MARILYN (tapándose la cara con el bolso): ¡Qué horror! No lo puedo soportar. Dale algo. De prisa. ¡Por favor!
(Pero el taxi se alejó zumbando, derribando casi al viejo borrachín. Marilyn se echó a llorar.)
Me he puesto mala.
TC: ¿Quieres irte a casa?
MARILYN: Todo se ha estropeado.
TC: Te llevaré a casa.
MARILYN: ESPERA un minuto. Me pondré bien.
(Así llegamos a South Street, y efectivamente la visión de un transbordador ahí anclado, con la silueta de Brooklyn al otro lado del agua y blancas gaviotas en picado, haciendo cabriolas contra un horizonte marino salpicado de leves y algodonosas nubes como encajes delicados, ese cuadro, tranquilizó pronto su espíritu.
Al bajarnos del taxi vimos a un hombre con un chow llevado de una correa, un posible pasajero en dirección al transbordador y, cuando nos cruzamos con ellos, mi acompañante se agachó para acariciar la cabeza del perro.)
EL HOMBRE (con tono firme, pero no hostil): No debería tocar a perros desconocidos. Especialmente a los chow. Podrían morderla.
MARILYN: LOS perros no me muerden. Sólo los seres humanos. ¿Cómo se llama?
EL HOMBRE: FU Manchú.
MARILYN (riendo): ¡Oh! Como en las películas. Tiene gracia.
EL HOMBRE: ¿Cuál es el suyo?
MARILYN: ¿Mi nombre? Marilyn.
EL HOMBRE: Lo que me figuraba. Mi mujer nunca me creerá. ¿Podría darme un autógrafo?
(Sacó una tarjeta y una pluma; utilizando el bolso como apoyo, escribió: «Dios lo bendiga. Marilyn Monroe.»)
MARILYN: Gracias.
EL HOMBRE: GRACIAS a usted. Ya verá cuando lo enseñe en la oficina.
(Llegamos a la orilla del muelle, y escuchamos el chapoteo del agua contra él.)
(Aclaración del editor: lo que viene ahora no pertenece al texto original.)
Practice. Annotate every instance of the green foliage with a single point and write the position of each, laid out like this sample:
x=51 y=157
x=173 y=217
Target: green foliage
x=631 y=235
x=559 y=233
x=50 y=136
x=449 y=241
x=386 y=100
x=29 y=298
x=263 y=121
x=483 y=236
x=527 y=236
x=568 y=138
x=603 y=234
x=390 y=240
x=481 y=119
MARILYN: Yo solía pedir autógrafos. A veces lo hago todavía. El año pasado, Clark Gable estaba sentado junto a mí en Chasen’s y le pedí que me firmara la servilleta.
(Apoyada en un poste de amarre, ofrecía el perfil: Galatea inspeccionando lejanías inconquistadas. La brisa le acariciaba el pelo, y su cabeza se volvió hacia mí con etérea suavidad, como si el aire la hubiera hecho girar.)
TC: Pero ¿cuándo damos de comer a los pájaros? Yo también tengo hambre. Es tarde y no hemos almorzado.
MARILYN: Recuerdas que te dije que si alguien te preguntaba cómo era verdaderamente Marilyn Monroe..., bueno, ¿qué le contestarías? (Su tono era inoportuno, burlón, pero también grave: quería una respuesta sincera.) Apuesto a que dirías que soy una estúpida. Una sentimental.
TC: Por supuesto. Pero también diría...
(La luz se iba. Marilyn parecía esfumarse con ella, mezclarse con el cielo y las nubes y alejarse más allá de ellos. Quería elevar mi voz más alto que los chillidos de las gaviotas y llamarla para que volviese: ¡Marilyn! ¿Por qué todo tuvo que acabar así, Marilyn? ¿Por qué la vida tiene que ser tan jodidamente podrida?)
TC: Diría...
MARILYN: No te oigo.
TC: Diría que eres una hermosa criatura.